Short ups and downs: The position is that of the previous exercise, but instead of making longer ups and downs of the lower leg, you should keep it in the air and make shorter movements.
Movement with flexion: The same position can be used to do another exercise. Instead of going up and down to and from the ground, the lower leg should be flexed, directing it to the upper body.
Up and down in two movements: Maintaining the same position, instead of making continuous ascents and descents to the ground, it is a matter of doing it in two movements.
Forward and backwards: These seconds should be dedicated to bringing the same leg, the one that is down, forward and back, parallel to the ground. So it is not a matter of going up and down.
4. Cufflinks/Calves
On tiptoe: The starting position is standing upright. Place your arms in front of your chest and begin to climb on your toes, standing on tiptoe, then return to load the weight on your heels and slightly raise the tips. Replays should be fast.
Lace on weight: The dynamics are similar to that of the previous exercise, but the difference is made by the extra load. You can use a backpack with full bottles, for example, so that it increases significantly. Try at first with little and increase it later.
Footsteps with weight: Maintaining the load, the idea is to take steps forward and back without supporting the heels, on tiptoe.

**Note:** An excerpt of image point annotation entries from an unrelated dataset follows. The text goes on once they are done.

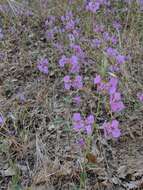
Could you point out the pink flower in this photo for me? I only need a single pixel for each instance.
(115, 102)
(140, 96)
(67, 82)
(78, 123)
(43, 66)
(111, 129)
(74, 64)
(77, 100)
(1, 120)
(93, 6)
(77, 83)
(63, 61)
(97, 79)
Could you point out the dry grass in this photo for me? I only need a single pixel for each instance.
(37, 144)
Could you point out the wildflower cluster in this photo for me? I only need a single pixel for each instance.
(74, 63)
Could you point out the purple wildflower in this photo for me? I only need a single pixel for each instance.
(74, 64)
(81, 142)
(77, 83)
(88, 124)
(113, 85)
(78, 51)
(111, 129)
(111, 52)
(121, 59)
(140, 96)
(1, 120)
(78, 123)
(67, 82)
(93, 6)
(77, 99)
(63, 61)
(43, 66)
(96, 43)
(116, 103)
(97, 79)
(116, 25)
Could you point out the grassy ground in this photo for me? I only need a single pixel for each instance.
(38, 146)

You can do two series with 20 seconds duration for each exercise, with small intermediate breaks to download.
5. With Weights
Press, squat (or front squat), deadlift, and hip-thrust should be the main exercises with weights.
As a complement, we can use other more specific knee flexion and extension secondaries (quadriceps and femoral/ischial machines), for example.
With these exercises as a starting point we can draw two models of routines:
- Routine 1: Press and deadweight as main. Flexors (hamstrings) as secondary.
- Routine 2: Squat and Hip-thrust as main. Extenders (quadriceps) as secondary.